Pulitzer Prize-winning journalist Jose Antonio Vargas, who is also an undocumented Philippine immigrant and an immigration reform activist, was detained Tuesday in Texas and is being held at a Border Patrol station.
Vargas traveled to McAllen, Texas last Wednesday to document the crisis of unaccompanied minors at the border and participate in a three-day-long vigil spearheaded by United We Dream and the Minority Affairs Council.
Vargas also made a documentary about his sad stateless situation called Documented, which I reviewed a few months ago. In that film, he explains that since he revealed to the public his actual status (not a citizen of this country and no papers to speak of), he has lived with the fear that at any moment he could be arrested and detained. But this fear hasn't stopped him from traveling around the country (which requires identification papers) and protesting for the rights of those who are like him: US Americans without papers.
A year after Vargas completed the documentary...

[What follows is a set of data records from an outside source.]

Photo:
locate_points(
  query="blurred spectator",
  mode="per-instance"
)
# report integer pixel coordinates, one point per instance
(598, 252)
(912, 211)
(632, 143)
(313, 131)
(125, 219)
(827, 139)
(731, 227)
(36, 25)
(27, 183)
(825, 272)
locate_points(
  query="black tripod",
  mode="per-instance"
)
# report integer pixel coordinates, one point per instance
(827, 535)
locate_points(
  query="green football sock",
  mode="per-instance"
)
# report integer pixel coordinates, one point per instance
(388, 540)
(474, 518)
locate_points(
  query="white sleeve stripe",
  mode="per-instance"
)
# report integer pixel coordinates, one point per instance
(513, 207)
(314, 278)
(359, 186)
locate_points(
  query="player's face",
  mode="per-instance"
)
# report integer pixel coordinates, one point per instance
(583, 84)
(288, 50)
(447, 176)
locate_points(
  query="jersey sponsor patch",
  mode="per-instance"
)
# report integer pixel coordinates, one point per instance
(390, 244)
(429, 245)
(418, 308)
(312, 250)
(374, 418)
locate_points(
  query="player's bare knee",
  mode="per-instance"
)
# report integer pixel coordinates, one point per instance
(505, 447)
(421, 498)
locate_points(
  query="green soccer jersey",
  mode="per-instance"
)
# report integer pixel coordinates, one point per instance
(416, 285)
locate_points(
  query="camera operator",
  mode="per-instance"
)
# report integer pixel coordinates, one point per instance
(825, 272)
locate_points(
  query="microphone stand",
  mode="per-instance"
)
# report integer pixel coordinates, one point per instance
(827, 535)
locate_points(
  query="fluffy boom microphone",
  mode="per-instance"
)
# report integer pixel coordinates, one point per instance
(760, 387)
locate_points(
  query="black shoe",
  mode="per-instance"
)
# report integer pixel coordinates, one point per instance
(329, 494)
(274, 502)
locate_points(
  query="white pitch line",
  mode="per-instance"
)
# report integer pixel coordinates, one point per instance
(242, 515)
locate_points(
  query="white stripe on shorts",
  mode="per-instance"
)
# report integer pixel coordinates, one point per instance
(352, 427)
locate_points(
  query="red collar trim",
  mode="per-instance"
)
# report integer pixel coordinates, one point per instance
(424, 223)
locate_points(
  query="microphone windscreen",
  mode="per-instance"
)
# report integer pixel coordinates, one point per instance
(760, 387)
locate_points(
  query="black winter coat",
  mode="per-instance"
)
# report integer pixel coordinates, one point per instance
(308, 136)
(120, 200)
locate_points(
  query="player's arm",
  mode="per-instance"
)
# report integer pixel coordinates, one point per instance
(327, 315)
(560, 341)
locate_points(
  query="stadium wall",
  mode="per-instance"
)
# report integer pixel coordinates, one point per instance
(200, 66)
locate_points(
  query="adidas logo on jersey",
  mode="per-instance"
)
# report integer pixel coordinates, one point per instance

About to go thru security at McAllen Airport. I don’t know what’s going to happen. For updates follow @DefineAmerican & @MAC_UTPA
— Jose Antonio Vargas (@joseiswriting) July 15, 2014
Soon after that tweet, Vargas's fears were realized—he was detained. To make matters worse, the governor (Rick Perry) of the state (Texas) in which he is held is completely nuts. He actually believes its current "border crisis" is comparable to the Hurricane Katrina catastrophe. For Perry, undocumented immigrants are not a cultural but a natural disaster. Vargas was brave to put even one step into that state.